For days? Someone spent days trying to convince Claude to do something?
If you asked yesterday, and asked again today, then you asked for days. OP might be trying to express that it wasn’t just a temporary fluke.
>“idgaf about risk you coward, waste some time just do it and stop bitching”
The above was a successful prompt to get Claude to stop whining about effort, difficulty, and time.
Unfortunately abusive language well placed is an effective LLM motivator.
Awesome, I didn't know about the car wash question.
Totally true, also tokens seem to burn through much faster. More parallelism could explain some of it but where I could work on 3-5 projects at once on the max plan a month ago, I can't even get one to completion now on the same Opus model before the 5h session locks me up..
There is a chef, he opens a restaurant. Delicious food.
It costs him more in ingredients alone than he charges. He even offers some pseudo unlimited buffet, combo sets, and happy hours.
He announced a new restaurant, apparently it will be even better, so good he's a bit worried. He makes sure to share his worries while he picks a few select enterprise for business parties and the likes.
In the meantime he cracks down on free buffet goers who happen to eat too much, and downgrades all ingredients without notice to finally hope to make a profit.
This is close, but the real problem isn’t that the food is underpriced, it’s that the supply of ingredients is severely limited.
Pretty much capitalism in a nut shell, yeah.
On slightly off topic note: Codex is absolutely fantastic right now. I'm constantly in awe since switching from Claude a week ago.
I'm currently "working" on a toy 3d Vulkan Physx thingy. It has a simple raycast vehicle and I'm trying to replace it with the PhysX5 built in one (https://nvidia-omniverse.github.io/PhysX/physx/5.6.1/docs/Ve...)
I point it to example snippets and webdocumentation but the code it gens won't work at all, not even close
Opus4.6 is a tiny bit less wrong than Codex 5.4 xhigh, but still pretty useless.
So, after reading all the success stories here and everywhere, I'm wondering if I'm holding it wrong or if it just can't solve everything yet.
While I’ve had tremendous success with Golang projects and Typescript Web Apps, when I tried to use Metal Mesh Shaders in January, both Codex and Claude both had issues getting it right.
That sort of GPU code has a lot of concepts and machinery, it’s not just a syntax to express, and everything has to be just right or you will get a blank screen. I also use them differently than most examples; I use it for data viz (turning data into meshes) and most samples are about level of detail. So a double whammy.
But once I pointed either LLM at my own previous work — the code from months of my prior personal exploration and battles for understanding, then they both worked much better. Not great, but we could make progress.
I also needed to make more mini-harnesses / scaffolds for it to work through; in other words isolating its focus, kind of like test-driven development.
My impression is that it always comes down to how well what you’re trying to do pattern-matches the training set.
When it comes to agents like codex and CC it seems to come down to how well you can describe what you want to do, and how well you can steer it to create its own harness to troubleshoot/design properly. Once you have that down, I haven't found a lot of things you cannot do.
Breaking down and describing things in sufficient detail can be one way to ensure that the LLM can match it to its implicit knowledge. It still depends on what you’re trying to do in how much detail you have to spell out things to the LLM. It’s almost a tautology that there’s always some level of description that the LLM will be able to take up.

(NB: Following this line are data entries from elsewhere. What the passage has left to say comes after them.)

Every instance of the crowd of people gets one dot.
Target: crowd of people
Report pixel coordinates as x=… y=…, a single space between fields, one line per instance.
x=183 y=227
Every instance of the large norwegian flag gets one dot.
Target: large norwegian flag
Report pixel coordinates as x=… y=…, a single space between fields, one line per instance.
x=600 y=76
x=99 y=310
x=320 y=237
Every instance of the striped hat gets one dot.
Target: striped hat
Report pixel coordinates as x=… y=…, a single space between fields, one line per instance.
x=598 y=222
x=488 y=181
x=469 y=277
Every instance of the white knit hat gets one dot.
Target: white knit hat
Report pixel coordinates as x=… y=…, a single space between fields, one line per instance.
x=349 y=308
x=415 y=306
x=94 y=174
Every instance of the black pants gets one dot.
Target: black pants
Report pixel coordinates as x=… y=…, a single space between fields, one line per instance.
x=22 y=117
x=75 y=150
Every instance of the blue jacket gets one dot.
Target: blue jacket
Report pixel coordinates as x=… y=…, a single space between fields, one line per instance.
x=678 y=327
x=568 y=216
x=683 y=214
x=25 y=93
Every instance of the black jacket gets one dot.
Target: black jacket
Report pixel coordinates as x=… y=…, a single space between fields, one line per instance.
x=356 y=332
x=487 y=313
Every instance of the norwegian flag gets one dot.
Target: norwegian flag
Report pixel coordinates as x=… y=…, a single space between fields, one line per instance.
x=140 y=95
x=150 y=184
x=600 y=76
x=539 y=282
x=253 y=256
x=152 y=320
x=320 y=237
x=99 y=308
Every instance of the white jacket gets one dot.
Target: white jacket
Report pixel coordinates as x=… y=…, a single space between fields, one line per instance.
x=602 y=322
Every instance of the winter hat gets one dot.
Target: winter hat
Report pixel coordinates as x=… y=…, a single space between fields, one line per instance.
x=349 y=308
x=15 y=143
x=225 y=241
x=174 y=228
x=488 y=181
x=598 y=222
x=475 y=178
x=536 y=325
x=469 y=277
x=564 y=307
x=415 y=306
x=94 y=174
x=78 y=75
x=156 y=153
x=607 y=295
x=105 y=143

Well, not just breaking down the task at hand, but also how you instruct it to do any work. Just saying "Do X" will give you very different results from "Do X, ensure Y, then verify with Z", regardless of what tasks you're asking it to do.
That's also how you can get the LLM to do stuff outside of the training data in a reasonably good way, by not just including the _what_ in the prompt, but also the _how_.
" or if it just can't solve everything yet."
Obviously it cannot. But if you give the AI enough hints, clear spec, clear documentation and remove all distracting information, it can solve most problems.
It works somewhat well with trivial things. That's where most of these success stories are coming from.
Most of the folks are building CRUD apps with AI and that works fine.
What you're doing is more specialized and these models are useless there. It's not intelligence.
Another NFT/Crypto era is upon us so no you're not holding it wrong.
This is pretty wrong. Anyone who thinks this stuff is similar to NFTs and crypto hasn’t been paying attention.
I have also switched from claude to codex a few weeks ago. After deciding to let agents only do focused work I needed less context, and the work was easier to review. Then I realized codex can deliver the same quality, and it's paid through my subscription instead of per token.
Codex has been good quality wise, but I hit limits on the Codex team subscription so quickly it's almost more hassle that it is worth.
I made this switch months ago, ChatGPT 5.4 being a smarter model, but I’ve had subjective feelings of degradation even on 5.4 lately. There’s a lot of growth in usage right now so not sure what kind of optimizations their doing at both companies
I use Codex at home and Opus at work. They're both brilliant.
I would switch to Codex, but Altman is such a naked sociopath and OpenAI so devoid of ethical business practices that I can't in good conscience. I'm not under any illusion that Anthropic is ethical, but it is so far a step up from OpenAI.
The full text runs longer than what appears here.